ESDM: Kenaikan Harga Harus Dapat Persetujuan Agar BBM Non-Subsidi Tetap Laku

Melalui persetujuan kenaikan harga BBM non-subsidi, pemerintah juga menghilangkan batas bawah keuntungan penjualan harga BBM non-subsidi

oleh Pebrianto Eko Wicaksono diperbarui 12 Apr 2018, 18:17 WIB
Sejumlah pengendara motor saat tengah mengisi bahan bakar di salah satu SPBU di Kuningan, Jakarta, Senin (19/1/2015). (Liputan6.com/Miftahul Hayat)

Liputan6.com, Jakarta ‎Kementerian Energi dan Sumber Daya Mineral (ESDM) mengungkapkan tujuan lain dari rencana penetapan harga Bahan Bakar Minyak (BBM) non-subsidi harus mendapat persetujuan pemerintah.
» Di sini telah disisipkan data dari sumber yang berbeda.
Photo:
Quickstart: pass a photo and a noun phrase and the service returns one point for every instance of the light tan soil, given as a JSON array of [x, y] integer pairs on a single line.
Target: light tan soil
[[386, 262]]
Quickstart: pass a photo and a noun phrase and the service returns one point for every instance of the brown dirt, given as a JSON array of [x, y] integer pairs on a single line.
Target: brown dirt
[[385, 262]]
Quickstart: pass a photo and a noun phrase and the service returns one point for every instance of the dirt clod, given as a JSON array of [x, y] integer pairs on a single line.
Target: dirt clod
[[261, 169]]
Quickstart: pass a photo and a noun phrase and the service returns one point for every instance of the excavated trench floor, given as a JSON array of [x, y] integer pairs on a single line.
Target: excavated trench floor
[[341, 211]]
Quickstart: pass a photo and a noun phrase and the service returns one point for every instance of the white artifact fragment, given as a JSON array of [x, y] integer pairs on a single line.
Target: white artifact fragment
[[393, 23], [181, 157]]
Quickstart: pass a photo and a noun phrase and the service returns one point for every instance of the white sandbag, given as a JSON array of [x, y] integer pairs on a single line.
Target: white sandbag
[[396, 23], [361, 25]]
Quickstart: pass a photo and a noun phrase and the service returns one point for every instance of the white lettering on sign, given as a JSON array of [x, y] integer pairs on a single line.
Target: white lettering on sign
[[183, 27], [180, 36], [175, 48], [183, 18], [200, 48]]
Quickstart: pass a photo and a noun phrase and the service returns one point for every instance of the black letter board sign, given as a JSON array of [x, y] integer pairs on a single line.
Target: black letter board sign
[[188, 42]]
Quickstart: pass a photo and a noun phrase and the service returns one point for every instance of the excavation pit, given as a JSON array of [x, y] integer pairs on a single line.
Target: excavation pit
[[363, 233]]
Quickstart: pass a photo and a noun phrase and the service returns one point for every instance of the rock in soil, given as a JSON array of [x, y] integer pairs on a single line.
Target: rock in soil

Direktur Jenderal Minyak dan Gas Bumi Kementerian ESDM Djoko Siswanto‎ mengatakan, melalui persetujuan kenaikan harga BBM non-subsidi, pemerintah juga menghilangkan batas bawah keuntungan penjualan harga BBM non-subsidi yang sebelumnya ditetapkan 5 persen. Dengan begitu, badan usaha bisa menetapkan harga lebih rendah karena keuntunganya bisa jauh lebih rendah.

"Sebelumnya kan di batas bawah untungnya 5 persen. Sekarang itu dihilangkan, tapi batas maksimum 10 persen. Jadi dia tidak bisa ngusulin harga yang marginnya di atas 10 persen. Dia bisa ngajuin sampai 10 persen, tapi harus dapat persetujuan menteri," kata Djoko, di Jakarta, Kamis (12/4/2018).

Dengan harga yang jauh lebih rendah, maka harga yang ditetapkan dapat mendekati harga Premium sebesar Rp 6.450 per liter untuk di luar wilayah Jawa, Madura dan Bali (Jamali) dan Rp 6.550 per liter untuk di wilayah Jamali. Sehingga masyarakat tetap menggunakan BBM non-subsidi dan tidak akan beralih ke Premium.

"Kita bisa menentukan kalau dengan harga yang dia usulkan katakan 6 persen atau 5 persen, itu mengakibatkan perbedaan harga yang besar dengan premium. Kalau harga besar otomatis masyarakat beralih kan," tutur Djoko.

Djoko mengakui, kebijakan tersebut juga akan berpengaruh pada pendapatan perusahaan. Pasalnya, dengan keuntungan lebih sedikit dan harga tidak naik tinggi maka masyarakat akan tetap mengkonsumsi BBM non-subsidi, ketimbang keuntungan besar namun penjualan BBM non subsidi‎ berkurang karena masyarakat beralih ke Premium.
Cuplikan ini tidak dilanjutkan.